"He said," she replied, "if Peter had not been at the other side of the boat, and Aunt Dorothy had not had to go and find him, she wouldn't have been drowned. He said we all went away and left her—"
"How dared he!" Mr. Chase thundered. "I am ashamed that a grandson of mine should have behaved in such a way. Whatever he thought, he had no right to say such a thing."
"He—he was most fearfully unhappy," said Eustace nervously.
"That is no excuse for his making other people so too," Mr. Chase replied. "Eustace, go and tell Herbert to come here at once."
It was a disagreeable errand, and the boy whitened as he turned to obey. Mr. Chase's prompt, old-fashioned methods were something new to him. Fault-finding at home had always been reserved for quiet talks alone with father or mother; they were never made big public affairs like this.
Eustace found Herbert in his own room pacing up and down the floor with his hands in his pockets. He had got control of himself by then, and he turned on his visitor with a look of impatient surprise.
"I'm awfully sorry," Eustace began lamely, "but you've got to come to grandfather.

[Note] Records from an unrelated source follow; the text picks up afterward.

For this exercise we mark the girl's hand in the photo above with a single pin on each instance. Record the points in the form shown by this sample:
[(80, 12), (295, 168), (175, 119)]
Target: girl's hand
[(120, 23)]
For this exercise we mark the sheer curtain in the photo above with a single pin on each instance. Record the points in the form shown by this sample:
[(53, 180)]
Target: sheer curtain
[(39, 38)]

We were talking about what you said, and he came in without our hearing. He made us tell him the rest, and I'm afraid he—he is going to lecture you."
"You—you told tales?" said Herbert scathingly. Without waiting for a reply he marched past his cousin to the schoolroom. Eustace could not bear to follow and see him humiliated. It would be just a little better for him with one person less present, he thought.
"Grandfather was fearfully severe," said Nesta later, when she had found Eustace prowling about like a bear with a sore head alone in the grounds. "So you see it was a beastly thing to say. He said Herbert was no gentleman if he didn't apologize."